Part 8

621 28 4
                                    

/Sekuntum Janji/
#SJ_8
by Eva Liana
Belum editing

Mau konsultasi, malah disuruh mikir sendiri. Arka meninggalkan masjid dengan kening mengerenyit.

Langit membiru cerah, dan matahari bersinar ramah, saat langkahnya berhenti di depan bangunan pesantren putra.

Rumah kakeknya telah direnovasi. Pagar dan gerbangnya masih dipertahankan, tapi sudah bersih dari patung-patung berikut sisa-sisanya. Termasuk lantai dan pintu kayu jati. Namun halamannya yang cukup luas telah berlapis keramik. Dijadikan aula terbuka untuk ceramah umum. Makam nenek di halaman itu, disekat tirai yang ditopang empat batang tongkat.

Bangunan rumah dikembangkan bersayap. Ada tambahan di kiri dan kanannya. Berkapasitas lima puluh santriwan.  Sebuah bangunan kecil lain tampak di dekat masjid. Itu adalah rumah Ustadz Harun.

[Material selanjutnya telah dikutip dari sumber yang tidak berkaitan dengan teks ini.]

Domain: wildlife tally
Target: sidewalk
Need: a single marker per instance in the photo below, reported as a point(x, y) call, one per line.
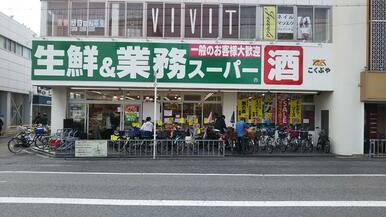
point(4, 152)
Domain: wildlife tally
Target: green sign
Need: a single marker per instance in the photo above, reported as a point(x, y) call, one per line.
point(139, 62)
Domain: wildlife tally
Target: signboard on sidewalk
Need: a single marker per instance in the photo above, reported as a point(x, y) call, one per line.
point(91, 148)
point(138, 62)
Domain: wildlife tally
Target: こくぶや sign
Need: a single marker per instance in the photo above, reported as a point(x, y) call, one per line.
point(139, 62)
point(283, 65)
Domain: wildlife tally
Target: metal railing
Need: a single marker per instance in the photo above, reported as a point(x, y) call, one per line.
point(164, 148)
point(377, 148)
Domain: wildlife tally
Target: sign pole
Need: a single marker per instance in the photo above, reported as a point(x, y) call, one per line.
point(155, 115)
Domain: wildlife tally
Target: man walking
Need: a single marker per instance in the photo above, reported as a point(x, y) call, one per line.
point(241, 127)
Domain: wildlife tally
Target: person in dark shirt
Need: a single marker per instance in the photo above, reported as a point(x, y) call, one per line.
point(220, 124)
point(44, 120)
point(38, 119)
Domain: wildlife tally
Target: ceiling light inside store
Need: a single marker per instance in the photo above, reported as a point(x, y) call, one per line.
point(94, 88)
point(207, 96)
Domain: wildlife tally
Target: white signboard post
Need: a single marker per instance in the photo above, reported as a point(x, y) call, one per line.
point(91, 148)
point(285, 23)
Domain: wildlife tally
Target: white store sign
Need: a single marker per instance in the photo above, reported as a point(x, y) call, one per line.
point(285, 23)
point(91, 148)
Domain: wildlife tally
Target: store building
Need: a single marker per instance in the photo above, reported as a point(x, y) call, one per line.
point(373, 79)
point(15, 72)
point(286, 63)
point(41, 102)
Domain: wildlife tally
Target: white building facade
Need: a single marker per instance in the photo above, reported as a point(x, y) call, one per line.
point(289, 62)
point(15, 72)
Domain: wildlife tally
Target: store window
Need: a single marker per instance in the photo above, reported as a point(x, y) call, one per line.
point(77, 112)
point(277, 109)
point(210, 21)
point(79, 20)
point(214, 108)
point(308, 117)
point(134, 20)
point(192, 113)
point(26, 52)
point(196, 98)
point(57, 18)
point(230, 21)
point(192, 20)
point(96, 19)
point(247, 22)
point(155, 19)
point(2, 42)
point(117, 19)
point(305, 21)
point(12, 46)
point(285, 23)
point(322, 25)
point(19, 49)
point(172, 20)
point(77, 95)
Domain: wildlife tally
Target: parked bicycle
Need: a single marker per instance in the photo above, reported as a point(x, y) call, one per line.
point(323, 144)
point(26, 137)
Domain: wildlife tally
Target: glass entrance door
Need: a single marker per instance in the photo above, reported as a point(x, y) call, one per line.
point(131, 114)
point(103, 120)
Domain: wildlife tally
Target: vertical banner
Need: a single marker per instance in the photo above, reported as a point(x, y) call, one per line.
point(131, 114)
point(259, 109)
point(268, 109)
point(295, 110)
point(243, 108)
point(279, 111)
point(285, 112)
point(282, 109)
point(253, 109)
point(269, 23)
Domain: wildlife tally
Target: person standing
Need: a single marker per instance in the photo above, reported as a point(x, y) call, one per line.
point(147, 128)
point(241, 127)
point(220, 124)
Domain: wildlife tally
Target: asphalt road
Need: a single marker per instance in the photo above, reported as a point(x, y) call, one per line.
point(31, 185)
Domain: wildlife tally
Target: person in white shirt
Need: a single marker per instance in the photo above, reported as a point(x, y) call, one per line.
point(147, 128)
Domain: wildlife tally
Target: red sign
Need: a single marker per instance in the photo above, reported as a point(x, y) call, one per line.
point(225, 50)
point(283, 65)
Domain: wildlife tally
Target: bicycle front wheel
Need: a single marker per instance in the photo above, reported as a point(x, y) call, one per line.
point(15, 145)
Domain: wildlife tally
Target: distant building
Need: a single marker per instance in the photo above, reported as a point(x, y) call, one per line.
point(15, 72)
point(373, 80)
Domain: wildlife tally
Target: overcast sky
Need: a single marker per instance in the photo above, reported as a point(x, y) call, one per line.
point(24, 11)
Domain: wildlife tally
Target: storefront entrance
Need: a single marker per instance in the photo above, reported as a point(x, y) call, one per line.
point(103, 120)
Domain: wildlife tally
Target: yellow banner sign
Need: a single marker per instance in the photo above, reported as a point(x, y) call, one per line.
point(269, 23)
point(295, 111)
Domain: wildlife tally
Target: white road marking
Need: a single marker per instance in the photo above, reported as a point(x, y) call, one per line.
point(192, 174)
point(189, 203)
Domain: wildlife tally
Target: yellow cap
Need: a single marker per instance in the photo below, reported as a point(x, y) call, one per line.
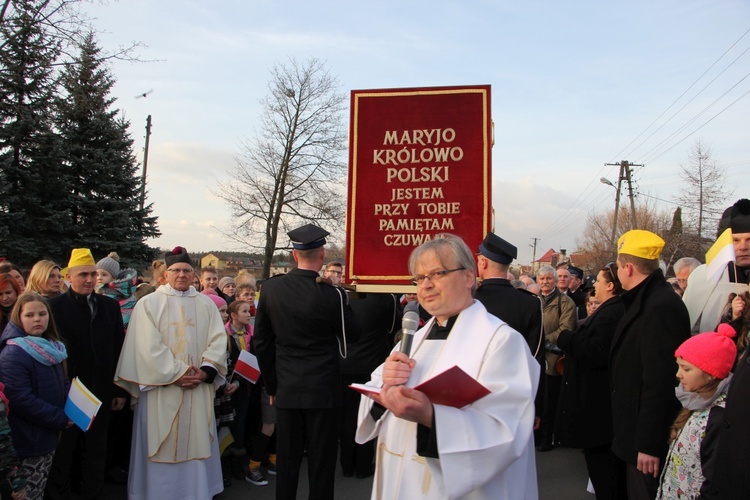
point(640, 243)
point(81, 257)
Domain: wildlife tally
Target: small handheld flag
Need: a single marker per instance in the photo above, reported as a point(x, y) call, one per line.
point(247, 367)
point(81, 406)
point(719, 255)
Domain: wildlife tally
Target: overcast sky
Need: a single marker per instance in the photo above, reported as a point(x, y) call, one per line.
point(575, 85)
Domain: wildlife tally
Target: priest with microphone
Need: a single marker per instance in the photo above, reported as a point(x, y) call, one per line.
point(429, 450)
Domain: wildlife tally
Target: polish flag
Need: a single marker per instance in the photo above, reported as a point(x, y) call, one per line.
point(247, 366)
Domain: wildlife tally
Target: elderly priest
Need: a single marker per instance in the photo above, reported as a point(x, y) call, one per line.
point(172, 362)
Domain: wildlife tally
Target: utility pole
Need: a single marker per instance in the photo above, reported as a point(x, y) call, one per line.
point(533, 258)
point(145, 162)
point(624, 175)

Arka tersenyum puas. Ia telah menggapai impiannya. Sejak SMP kepingin mondok tapi tak kesampaian. Sekarang Allah malah memberinya anugerah rizki untuk membangun pondok pesantren sendiri.

Lima tahun sudah pesantren berjalan. Santri ada yang mondok, ada pula yang pulang pergi. Pesantrennya menerima semua kalangan. Prioritas adalah anak-anak warga desa yang belum pernah mengecap pendidikan karena kejumudan orangtuanya. Di pesantren tak hanya diajarkan agama, tapi juga tulis baca dan pengetahuan umum lainnya.

Arka telah mendatangkan khusus tim pengajar yang digaji tinggi. Penghasilannya dari berbagai investasi usaha, lebih dari cukup untuk membiayai operasional pesantren. Sementara para santri, tidak dibebani biaya di luar kemampuannya. Jadi orangtua mereka dipersilakan infak seadanya.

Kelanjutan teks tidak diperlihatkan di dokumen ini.